The pace of life is a lot slower out here. Sometimes that can be frustrating, like when it takes you 6 months to get your car registered (not kidding). But my capacity to take in what is unique and special about living out here has grown. I have found that I don’t mind as much that my sleeping and waking is in greater harmony with the rising and falling of the sun. Meals cooked at home instead of going out can be pretty exciting when sitting on the porch swing watching one of those dazzling sunsets. Sure I miss the vibrancy of the city and love it when I visit, but I also appreciate the quiet and the stillness much more than I ever thought possible two years ago.
Above all else, there is something, rather someone, that I appreciate more and more every day since arriving here.
In a few days it will be Brad and I’s 4th wedding anniversary. A year ago at this time, I wasn’t so sure we were going to make it. I hate to write that, but it’s part of our story. It’s a much longer story for another time, but you can imagine that the stress of the previous 3 years had built up, and no longer felt tenable to either one of us. We didn’t want to give up, but we were having trouble seeing a way forward.
There was a definitive moment, a few days before our anniversary last year, when we both realized our relationship was on the brink and we could either keep going the way we had been, straight off the cliff, or make the hairpin turn. We chose the turn, and quite miraculously, almost immediately actually, from that moment forward the most wonderful year of our entire relationship opened up before us. It feels funny to write that considering everything else happening in the world right now. But the past year has brought us into a truer relationship to ourselves and with each other. The struggles really did bring us closer together.
I’m not sure I have the words to express the gratitude I feel for this.
I had hoped to be in a relationship where I feel fully seen, loved and appreciated. I do.
I had hoped to be in a relationship where we inspire each other to be better versions of ourselves. I am.
I hoped to be in a relationship where I feel awe and deep respect for my partner. I do.
I had hoped to be in a relationship where through our struggles we would grow in our capacity to listen, understand and love. I am.
I hoped to be in a relationship where I feel excited about the future, and couldn’t imagine it with anyone else. I do.

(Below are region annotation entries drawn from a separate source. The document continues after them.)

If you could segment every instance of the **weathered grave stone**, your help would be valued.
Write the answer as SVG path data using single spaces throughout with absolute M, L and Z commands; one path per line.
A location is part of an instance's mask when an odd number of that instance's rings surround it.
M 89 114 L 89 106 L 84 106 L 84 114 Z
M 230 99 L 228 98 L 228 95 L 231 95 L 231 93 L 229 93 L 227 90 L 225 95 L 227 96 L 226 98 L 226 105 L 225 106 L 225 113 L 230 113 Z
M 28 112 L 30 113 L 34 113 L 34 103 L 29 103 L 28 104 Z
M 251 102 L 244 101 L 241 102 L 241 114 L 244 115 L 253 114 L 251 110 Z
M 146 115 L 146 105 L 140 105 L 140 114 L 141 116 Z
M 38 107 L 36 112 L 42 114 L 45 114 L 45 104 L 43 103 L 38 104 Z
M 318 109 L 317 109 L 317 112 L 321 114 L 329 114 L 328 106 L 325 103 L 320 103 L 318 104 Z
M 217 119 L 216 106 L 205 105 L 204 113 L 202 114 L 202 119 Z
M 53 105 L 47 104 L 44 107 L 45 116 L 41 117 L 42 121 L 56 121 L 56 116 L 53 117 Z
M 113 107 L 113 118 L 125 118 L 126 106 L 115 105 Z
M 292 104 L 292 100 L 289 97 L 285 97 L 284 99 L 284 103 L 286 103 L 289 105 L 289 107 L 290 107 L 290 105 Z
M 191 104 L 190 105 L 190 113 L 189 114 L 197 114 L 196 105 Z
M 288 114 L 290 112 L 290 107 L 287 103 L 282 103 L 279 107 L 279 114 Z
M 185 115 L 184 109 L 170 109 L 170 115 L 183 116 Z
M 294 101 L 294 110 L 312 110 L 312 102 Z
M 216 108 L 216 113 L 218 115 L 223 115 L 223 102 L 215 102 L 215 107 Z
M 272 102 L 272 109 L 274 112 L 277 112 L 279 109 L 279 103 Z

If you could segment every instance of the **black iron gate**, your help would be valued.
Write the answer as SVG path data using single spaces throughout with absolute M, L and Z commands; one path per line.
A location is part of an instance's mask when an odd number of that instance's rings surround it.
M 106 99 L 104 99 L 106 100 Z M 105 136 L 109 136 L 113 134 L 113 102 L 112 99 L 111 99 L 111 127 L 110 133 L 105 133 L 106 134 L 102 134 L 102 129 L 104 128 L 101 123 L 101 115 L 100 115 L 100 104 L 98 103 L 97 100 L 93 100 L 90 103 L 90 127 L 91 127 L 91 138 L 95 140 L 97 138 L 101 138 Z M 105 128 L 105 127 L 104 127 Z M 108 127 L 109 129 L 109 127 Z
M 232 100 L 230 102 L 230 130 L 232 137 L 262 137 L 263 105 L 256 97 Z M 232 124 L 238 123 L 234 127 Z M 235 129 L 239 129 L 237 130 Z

So yes, as I write this, with everything that has happened and with everything that might happen, I feel full. Slowing down has been part of that. Like a 15 mile an hour drive, I had to learn to take things in and let things go in a way I didn’t have to when I was rushing around in the city. Practicing gratitude, which I struggled with a lot in those first two years out here, has created an environment where I catch myself feeling that elusive feeling of contentment. It’s not that I don’t think about the future, or want to make changes and do things differently. But there are moments where I can look around at all that currently is, and like a long deep breath in and out, feel content with everything just the way it is.